Guerre de sprinteurs, épisode Troyes. (TdF 2017, E6)

En ce jeudi très chaud, sur le Tour de France, on s’est particulièrement ennuyé. 5h05 sur le vélo, 5h05 diffusées à la télé. 5 minutes intéressantes, les 5 dernières. Est-ce réellement une bonne chose pour le cyclisme ?

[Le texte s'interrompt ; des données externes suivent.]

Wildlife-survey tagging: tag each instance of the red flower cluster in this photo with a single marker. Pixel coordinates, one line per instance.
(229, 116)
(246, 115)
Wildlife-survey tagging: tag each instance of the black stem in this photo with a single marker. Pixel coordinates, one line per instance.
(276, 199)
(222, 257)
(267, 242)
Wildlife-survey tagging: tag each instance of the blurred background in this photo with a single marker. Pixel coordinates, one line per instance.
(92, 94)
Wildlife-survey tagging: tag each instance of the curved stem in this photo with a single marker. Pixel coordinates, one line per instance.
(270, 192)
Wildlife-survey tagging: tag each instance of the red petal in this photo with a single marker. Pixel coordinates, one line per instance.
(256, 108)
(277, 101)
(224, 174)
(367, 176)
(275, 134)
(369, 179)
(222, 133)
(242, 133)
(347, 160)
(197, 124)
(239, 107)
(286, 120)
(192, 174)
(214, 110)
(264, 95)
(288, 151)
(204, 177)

Au sein du peloton, on trouve des fous, ils sont partis à trois vers Troyes, ont passé la journée devant, n’avaient trois fois rien à gagner (seulement un dossard, un petit trophée symboliques, des points inutiles et quelques primes qui seront partagées avec leurs collègues et le staff)… En réalité, seuls les sponsors des équipes concernées ont apprécié le "spectacle". 5 heures d’exposition à la télé dans un programme qui cartonne, ça rentabilise vite l’investissement ! Certaines formations semblent même n’être sur le Tour que pour multiplier ces échappées publicitaires.

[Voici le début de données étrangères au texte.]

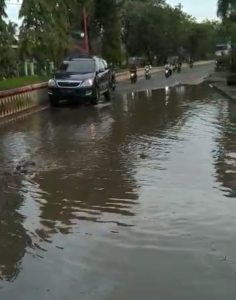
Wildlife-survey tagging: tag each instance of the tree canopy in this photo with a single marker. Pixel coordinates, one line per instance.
(119, 29)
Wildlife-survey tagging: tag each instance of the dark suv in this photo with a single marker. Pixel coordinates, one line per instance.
(85, 78)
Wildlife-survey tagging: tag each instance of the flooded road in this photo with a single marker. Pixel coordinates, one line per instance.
(129, 200)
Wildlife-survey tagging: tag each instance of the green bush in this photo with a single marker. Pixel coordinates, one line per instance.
(16, 82)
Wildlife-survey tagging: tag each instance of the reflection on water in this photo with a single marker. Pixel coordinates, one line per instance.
(122, 198)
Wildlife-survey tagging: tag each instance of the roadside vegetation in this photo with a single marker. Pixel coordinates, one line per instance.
(117, 30)
(12, 83)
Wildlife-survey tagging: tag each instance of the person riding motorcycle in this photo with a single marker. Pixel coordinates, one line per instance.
(113, 76)
(147, 70)
(133, 70)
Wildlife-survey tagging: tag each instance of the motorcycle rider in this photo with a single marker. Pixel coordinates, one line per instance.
(168, 68)
(133, 70)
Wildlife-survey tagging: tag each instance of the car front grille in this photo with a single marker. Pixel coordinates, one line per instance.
(68, 84)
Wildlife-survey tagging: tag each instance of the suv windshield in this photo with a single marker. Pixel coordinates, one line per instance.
(79, 66)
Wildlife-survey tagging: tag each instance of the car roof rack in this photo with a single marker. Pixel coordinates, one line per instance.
(77, 56)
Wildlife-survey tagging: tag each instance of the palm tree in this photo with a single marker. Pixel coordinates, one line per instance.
(224, 6)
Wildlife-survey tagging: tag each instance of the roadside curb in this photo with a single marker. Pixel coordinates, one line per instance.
(222, 92)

Heureusement, toute cette attente n’est pas totalement vaine. Au bout de l’ennui, c’est la guerre ! Les sprinteurs ne se font aucun cadeau, ils envoient du très lourd. Ça va à une vitesse folle, il y a de l’électricité dans l’air, les gars prennent des risques, ils frottent, on n’évite pas toujours la catastrophe, mais au moins il y a du spectacle, du vrai ! Qui plus est, des rivalités naissent ou réapparaissent. En sport, pour déterminer qui est le meilleur, on n’a encore rien inventé de mieux que la confrontation directe.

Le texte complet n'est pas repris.